Le dermatologue d’Union MD recommande de bien se laver le visage matin et soir avec un nettoyant doux, puis d’hydrater la peau avec une crème hypoallergénique qui contiendrait idéalement un écran solaire avec un indice FPS d’au moins 30. « Je vois souvent en clinique des patients avec une ligne de démarcation de bronzage aux alentours du masque », rapporte-t-il. Des gels d’exfoliation peuvent aussi aider.

Le DClaveau précise qu’il penche plutôt pour des lotions ou des fluides hydratants non parfumés, moins gras que les crèmes, vendus en pharmacie. Aussi, la proactivité est de mise pour ceux qui ont déjà des démêlés avec leur peau : « N’attendez pas que ça s’aggrave avec le port de masque et soyez proactifs pour traiter », prévient le dermatologue du CHU de Québec, soulignant qu’un médecin généraliste pourrait être consulté pour ces cas.

Sauver sa peau

Si les dégâts sont déjà là, le DDoumit préconise, en cas de boutons, un traitement classique au peroxyde de benzoyle, et en cas d’irritation ou d’eczéma, une crème anti-inflammatoire. Le succès de ces interventions sera facilité par une bonne hydratation préventive, mais, si les choses s’aggravent, la consultation d’un médecin devrait s’imposer pour un traitement plus musclé. « On est pris pour un bon bout de temps avec ces masques, alors il faut prendre de bonnes habitudes », rappelle-t-il.

Barbe et maquillage

Continuer à se maquiller, une bonne idée ? L’application du fond de teint n’est certes pas l’idéal pour laisser respirer une peau qui a déjà du mal à s’oxygéner sous un masque, mais pour celles et ceux qui le voudraient, le DDoumit prescrit avec insistance un maquillage non comédogène.

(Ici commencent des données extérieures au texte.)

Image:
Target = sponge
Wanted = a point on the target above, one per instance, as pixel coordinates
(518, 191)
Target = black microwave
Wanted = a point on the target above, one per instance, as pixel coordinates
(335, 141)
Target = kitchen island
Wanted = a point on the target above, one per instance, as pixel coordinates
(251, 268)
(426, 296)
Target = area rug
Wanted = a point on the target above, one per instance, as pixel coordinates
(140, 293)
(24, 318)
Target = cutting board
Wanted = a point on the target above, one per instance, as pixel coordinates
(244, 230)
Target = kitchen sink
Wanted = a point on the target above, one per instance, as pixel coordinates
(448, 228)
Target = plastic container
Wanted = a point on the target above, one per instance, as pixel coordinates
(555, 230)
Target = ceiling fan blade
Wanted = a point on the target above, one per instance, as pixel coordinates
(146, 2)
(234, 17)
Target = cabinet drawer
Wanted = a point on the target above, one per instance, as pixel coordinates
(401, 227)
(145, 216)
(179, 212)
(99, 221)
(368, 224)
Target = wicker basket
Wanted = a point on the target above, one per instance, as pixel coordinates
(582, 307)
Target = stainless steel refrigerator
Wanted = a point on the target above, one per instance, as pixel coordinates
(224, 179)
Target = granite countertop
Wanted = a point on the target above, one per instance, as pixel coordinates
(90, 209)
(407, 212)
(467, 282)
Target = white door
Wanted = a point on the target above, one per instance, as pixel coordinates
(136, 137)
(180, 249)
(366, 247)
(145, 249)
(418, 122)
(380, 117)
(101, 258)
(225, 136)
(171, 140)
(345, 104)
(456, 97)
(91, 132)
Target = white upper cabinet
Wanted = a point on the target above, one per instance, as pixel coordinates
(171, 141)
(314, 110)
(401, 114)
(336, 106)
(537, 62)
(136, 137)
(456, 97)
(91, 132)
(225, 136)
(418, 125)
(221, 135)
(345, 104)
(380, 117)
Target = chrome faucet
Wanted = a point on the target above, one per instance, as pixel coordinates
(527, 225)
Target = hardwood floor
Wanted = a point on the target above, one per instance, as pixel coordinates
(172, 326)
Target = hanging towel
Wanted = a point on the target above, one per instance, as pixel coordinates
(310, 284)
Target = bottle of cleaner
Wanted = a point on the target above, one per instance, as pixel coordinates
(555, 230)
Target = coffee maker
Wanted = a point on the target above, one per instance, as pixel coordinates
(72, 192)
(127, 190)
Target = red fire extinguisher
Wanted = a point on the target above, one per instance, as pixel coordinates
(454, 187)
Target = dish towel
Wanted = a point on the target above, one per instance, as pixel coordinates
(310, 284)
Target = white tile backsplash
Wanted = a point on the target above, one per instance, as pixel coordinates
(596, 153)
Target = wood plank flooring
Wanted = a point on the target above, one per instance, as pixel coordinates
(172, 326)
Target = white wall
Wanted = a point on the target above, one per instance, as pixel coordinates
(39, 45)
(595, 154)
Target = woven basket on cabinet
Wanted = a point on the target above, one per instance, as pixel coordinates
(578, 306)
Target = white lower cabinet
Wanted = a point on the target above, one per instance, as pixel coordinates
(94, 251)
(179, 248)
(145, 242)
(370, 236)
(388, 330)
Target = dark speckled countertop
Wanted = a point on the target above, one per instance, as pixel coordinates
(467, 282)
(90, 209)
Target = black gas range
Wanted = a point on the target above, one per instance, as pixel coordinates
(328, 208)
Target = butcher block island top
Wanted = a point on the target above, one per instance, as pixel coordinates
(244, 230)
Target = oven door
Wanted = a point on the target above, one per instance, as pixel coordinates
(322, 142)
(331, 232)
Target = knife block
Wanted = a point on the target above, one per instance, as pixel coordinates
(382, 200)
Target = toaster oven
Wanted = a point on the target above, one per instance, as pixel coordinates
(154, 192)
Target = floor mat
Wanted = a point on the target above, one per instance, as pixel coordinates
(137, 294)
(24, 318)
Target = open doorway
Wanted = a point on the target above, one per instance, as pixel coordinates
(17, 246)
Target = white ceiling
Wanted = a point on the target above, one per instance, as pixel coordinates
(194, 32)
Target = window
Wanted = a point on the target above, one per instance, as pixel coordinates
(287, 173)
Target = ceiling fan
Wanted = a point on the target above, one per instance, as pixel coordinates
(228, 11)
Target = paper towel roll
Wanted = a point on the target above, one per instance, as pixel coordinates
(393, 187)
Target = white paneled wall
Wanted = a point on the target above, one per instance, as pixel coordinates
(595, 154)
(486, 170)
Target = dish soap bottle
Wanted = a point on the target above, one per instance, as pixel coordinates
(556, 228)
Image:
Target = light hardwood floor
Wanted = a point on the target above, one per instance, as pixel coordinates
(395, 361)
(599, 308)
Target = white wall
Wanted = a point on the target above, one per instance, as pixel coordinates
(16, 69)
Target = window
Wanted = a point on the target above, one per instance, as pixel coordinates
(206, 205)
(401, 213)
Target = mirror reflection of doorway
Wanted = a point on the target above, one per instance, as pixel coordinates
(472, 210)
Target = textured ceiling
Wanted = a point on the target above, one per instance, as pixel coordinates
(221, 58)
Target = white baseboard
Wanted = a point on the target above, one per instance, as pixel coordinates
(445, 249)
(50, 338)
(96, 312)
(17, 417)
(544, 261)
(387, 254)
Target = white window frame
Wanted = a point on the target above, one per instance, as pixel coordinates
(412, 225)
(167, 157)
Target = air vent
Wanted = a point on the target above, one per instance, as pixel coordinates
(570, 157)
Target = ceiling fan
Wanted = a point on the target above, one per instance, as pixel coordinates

Enfin, pour les hommes, une pousse de barbe peut-elle faire office de barrière ? Joël Claveau est sceptique. « Je n’ai pas vu de données scientifiques à ce sujet. Même si ça va éviter le contact direct avec la peau, si on a tendance à faire de l’acné ou de la rosacée, on en fera quand même », table-t-il.

Conclusion : un masque adapté, des soins préventifs et des produits appropriés resteront donc la clé pour esquiver cet irritant « mascné ».